I never thought this deck was very good, and it just got worse. Most of Kilnclops' wins came from playing against opponents who were bad at interacting and were just trying to race. Much like with Affinity, decks that can kill four toughness creatures with any consistency won't sweat Kilnclops.

Stompy

I'm going to grant that I've never played with, nor had the desire to play with, Monogreen Stompy, but it always felt like a very good matchup for me when I was playing Delver or when I was good at killing creatures. It's possible that a shift to more River Boas and an attempt at playing a more resilient version of the deck will prove my initial thoughts wrong, but I'm going to say with some confidence that Stompy still won't be where I want to be come October.

One Last Winner...

And last but not least, the biggest winner from the most recent ban is going rogue.

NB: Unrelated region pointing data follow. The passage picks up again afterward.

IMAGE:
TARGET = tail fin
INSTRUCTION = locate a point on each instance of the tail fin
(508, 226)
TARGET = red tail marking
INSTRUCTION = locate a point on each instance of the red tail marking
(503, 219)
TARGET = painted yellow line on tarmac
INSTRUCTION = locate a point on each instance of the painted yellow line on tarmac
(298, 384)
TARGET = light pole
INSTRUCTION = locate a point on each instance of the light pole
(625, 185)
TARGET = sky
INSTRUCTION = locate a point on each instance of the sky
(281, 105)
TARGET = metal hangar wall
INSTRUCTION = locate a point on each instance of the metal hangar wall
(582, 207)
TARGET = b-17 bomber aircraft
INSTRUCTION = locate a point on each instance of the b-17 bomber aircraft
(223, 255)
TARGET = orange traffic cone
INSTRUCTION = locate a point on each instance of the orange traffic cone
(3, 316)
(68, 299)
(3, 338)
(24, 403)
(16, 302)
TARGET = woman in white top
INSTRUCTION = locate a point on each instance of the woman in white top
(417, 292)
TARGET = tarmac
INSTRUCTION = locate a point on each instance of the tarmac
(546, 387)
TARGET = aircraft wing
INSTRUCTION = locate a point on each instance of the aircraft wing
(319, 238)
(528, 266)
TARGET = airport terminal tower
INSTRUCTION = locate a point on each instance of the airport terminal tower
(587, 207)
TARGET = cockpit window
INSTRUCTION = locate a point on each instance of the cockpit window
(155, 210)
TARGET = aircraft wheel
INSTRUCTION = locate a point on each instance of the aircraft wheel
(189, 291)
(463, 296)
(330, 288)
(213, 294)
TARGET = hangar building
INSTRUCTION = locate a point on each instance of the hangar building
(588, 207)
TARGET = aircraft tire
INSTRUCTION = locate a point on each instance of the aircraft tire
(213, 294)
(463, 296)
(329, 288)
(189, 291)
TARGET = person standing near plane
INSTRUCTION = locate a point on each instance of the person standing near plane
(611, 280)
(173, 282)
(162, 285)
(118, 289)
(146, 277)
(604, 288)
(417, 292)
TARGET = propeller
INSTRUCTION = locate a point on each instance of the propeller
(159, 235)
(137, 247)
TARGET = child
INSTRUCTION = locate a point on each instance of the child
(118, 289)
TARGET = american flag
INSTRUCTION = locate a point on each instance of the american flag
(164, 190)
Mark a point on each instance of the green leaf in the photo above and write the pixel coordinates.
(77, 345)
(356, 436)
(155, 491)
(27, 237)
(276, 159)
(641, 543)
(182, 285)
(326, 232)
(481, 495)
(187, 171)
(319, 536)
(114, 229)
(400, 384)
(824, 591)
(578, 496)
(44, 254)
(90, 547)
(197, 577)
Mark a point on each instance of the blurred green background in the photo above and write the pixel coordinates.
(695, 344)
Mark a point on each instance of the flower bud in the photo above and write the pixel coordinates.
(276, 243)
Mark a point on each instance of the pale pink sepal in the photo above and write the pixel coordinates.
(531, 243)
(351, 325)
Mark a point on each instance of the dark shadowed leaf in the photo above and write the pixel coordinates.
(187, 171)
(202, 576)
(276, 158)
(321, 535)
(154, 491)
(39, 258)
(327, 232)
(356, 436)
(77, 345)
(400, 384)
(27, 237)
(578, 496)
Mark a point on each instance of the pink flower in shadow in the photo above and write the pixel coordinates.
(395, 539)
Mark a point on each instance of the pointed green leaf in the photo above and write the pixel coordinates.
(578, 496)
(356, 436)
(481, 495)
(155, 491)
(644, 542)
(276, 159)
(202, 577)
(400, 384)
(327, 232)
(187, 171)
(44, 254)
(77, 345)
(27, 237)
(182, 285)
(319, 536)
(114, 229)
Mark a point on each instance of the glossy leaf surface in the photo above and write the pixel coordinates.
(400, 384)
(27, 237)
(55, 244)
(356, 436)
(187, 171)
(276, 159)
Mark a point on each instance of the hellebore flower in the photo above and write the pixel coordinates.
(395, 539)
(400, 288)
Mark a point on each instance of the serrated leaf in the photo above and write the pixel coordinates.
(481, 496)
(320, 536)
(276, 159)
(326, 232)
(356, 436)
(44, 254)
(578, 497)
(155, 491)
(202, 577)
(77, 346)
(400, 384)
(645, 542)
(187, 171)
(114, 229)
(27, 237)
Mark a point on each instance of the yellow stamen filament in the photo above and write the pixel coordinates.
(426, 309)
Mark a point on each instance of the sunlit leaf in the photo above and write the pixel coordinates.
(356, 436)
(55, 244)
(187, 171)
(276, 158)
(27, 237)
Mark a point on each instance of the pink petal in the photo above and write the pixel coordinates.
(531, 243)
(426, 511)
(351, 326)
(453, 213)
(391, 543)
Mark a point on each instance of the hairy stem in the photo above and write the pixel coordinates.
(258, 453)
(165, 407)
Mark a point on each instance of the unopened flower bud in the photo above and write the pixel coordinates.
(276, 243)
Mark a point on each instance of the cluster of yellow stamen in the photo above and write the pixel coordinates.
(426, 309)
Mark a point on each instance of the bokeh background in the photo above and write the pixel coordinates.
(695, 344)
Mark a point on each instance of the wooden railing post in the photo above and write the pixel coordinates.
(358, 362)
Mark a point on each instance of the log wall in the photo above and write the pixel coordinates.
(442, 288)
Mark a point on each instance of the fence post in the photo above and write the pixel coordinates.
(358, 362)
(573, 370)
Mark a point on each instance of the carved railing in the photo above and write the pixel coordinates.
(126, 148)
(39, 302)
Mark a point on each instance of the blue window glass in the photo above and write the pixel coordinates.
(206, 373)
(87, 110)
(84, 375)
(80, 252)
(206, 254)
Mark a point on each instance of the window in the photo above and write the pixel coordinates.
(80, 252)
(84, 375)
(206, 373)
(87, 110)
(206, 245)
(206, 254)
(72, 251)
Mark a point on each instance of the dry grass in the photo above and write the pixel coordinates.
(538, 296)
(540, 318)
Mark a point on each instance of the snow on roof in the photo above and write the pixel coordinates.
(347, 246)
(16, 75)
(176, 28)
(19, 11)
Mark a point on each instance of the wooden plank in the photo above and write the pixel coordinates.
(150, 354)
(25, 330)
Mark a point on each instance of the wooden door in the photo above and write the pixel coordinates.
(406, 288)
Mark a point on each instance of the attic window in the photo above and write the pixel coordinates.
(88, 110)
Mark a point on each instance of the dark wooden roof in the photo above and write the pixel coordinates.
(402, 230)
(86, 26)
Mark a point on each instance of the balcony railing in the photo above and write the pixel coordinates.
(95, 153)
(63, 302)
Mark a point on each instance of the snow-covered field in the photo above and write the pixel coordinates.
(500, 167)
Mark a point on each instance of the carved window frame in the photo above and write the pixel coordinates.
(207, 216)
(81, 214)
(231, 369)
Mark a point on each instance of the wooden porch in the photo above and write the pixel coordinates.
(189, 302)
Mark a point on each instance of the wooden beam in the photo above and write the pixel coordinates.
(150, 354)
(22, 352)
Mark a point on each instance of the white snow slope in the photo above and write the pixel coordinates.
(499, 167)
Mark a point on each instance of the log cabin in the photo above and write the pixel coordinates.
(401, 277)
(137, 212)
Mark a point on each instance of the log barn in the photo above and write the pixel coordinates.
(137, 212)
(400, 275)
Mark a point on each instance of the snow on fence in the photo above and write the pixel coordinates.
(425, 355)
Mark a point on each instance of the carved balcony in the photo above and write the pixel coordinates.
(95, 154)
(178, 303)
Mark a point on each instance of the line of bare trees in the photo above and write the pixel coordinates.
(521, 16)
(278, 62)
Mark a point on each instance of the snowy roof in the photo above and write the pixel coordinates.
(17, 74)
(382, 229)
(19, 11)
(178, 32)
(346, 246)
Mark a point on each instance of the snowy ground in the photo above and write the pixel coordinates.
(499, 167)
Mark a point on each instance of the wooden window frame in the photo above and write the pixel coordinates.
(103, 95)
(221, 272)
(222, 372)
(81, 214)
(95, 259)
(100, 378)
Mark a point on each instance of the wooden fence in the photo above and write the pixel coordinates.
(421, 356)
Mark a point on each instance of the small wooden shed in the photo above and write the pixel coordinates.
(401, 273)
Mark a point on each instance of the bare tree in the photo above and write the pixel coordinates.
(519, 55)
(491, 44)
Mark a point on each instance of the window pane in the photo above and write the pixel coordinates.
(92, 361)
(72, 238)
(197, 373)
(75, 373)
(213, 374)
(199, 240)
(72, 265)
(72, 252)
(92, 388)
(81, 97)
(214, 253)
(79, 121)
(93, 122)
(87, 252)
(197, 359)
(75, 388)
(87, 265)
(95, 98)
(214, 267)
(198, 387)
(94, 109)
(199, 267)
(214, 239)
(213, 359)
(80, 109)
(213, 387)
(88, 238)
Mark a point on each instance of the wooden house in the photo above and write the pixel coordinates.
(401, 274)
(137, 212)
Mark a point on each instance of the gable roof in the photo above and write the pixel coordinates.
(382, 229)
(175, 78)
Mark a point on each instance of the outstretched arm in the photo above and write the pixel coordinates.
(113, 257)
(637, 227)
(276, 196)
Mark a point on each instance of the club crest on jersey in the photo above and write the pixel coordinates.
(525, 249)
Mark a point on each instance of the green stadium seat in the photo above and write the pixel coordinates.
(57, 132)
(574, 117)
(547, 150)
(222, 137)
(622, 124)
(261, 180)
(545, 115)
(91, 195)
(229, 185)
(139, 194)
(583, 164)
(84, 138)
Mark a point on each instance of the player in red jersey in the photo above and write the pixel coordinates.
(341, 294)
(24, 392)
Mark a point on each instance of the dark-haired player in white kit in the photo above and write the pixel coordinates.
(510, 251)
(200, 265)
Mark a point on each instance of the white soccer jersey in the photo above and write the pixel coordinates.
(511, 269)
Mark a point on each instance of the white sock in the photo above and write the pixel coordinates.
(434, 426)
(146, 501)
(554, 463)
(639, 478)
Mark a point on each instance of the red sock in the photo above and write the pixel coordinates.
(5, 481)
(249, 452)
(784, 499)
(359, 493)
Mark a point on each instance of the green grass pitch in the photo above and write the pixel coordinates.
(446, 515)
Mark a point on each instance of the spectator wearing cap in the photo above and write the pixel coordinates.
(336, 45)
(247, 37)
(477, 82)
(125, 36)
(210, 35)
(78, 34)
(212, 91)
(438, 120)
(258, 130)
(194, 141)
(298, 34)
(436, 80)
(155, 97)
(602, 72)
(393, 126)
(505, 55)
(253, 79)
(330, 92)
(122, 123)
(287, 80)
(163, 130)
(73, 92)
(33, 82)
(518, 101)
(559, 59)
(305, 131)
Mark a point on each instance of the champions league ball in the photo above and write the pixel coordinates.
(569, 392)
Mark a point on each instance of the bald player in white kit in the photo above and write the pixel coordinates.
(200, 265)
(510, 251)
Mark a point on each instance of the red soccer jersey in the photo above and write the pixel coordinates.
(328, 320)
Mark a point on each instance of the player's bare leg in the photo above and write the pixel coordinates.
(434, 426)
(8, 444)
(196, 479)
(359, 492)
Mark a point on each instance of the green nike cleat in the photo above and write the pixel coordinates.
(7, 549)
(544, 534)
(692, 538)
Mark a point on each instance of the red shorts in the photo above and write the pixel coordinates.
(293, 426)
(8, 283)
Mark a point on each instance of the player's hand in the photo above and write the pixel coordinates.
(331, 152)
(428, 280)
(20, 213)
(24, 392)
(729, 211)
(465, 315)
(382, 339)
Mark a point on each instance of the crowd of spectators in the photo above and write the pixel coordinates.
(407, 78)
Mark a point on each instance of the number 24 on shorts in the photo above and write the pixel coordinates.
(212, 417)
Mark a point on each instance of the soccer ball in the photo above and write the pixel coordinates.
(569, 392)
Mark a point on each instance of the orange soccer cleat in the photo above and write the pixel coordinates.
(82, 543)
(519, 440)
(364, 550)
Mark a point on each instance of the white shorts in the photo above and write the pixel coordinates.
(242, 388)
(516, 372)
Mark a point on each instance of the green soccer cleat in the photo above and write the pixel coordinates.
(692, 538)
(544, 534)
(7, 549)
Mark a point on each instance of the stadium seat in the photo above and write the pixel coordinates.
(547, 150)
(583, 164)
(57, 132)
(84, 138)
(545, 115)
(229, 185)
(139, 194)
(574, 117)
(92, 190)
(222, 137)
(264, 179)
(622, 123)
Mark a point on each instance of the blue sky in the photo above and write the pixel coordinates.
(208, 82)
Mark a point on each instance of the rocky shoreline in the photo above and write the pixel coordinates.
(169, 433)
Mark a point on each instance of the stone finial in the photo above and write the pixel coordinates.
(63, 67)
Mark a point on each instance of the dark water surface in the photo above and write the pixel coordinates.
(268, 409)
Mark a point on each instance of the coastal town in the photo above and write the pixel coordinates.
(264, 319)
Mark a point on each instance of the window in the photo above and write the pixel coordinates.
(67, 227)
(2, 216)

While Delver is still going to punish a great deal of strategies, the ban of the farce of a mana engine that was Cloudpost opens up a TON of possibilities for grindier decks. Tortured Existence gains a lot of stock in a world where it can't be Rolling Thunder'd or Temporal Fissured out of the game, and I won't be the least bit surprised to see Chris Kronenberger piloting five-color Skred.

Next week I'll be looking at a specific deck for battling in the new Pauper format, why I think it's a good choice, and what it costs to build. I know I'm excited.

Thanks for reading.

-Ryan Overturf
@RyanOverdrive on Twitter

13 thoughts on “Pauper Updates – Winners and Losers

    1. I think that it’s pretty weak to Delver. A 3/2 flier is real tough for monogreen to deal with. Bounce spells also trump Rancor pretty hard. I don’t believe that there is a very bright future for green aggro.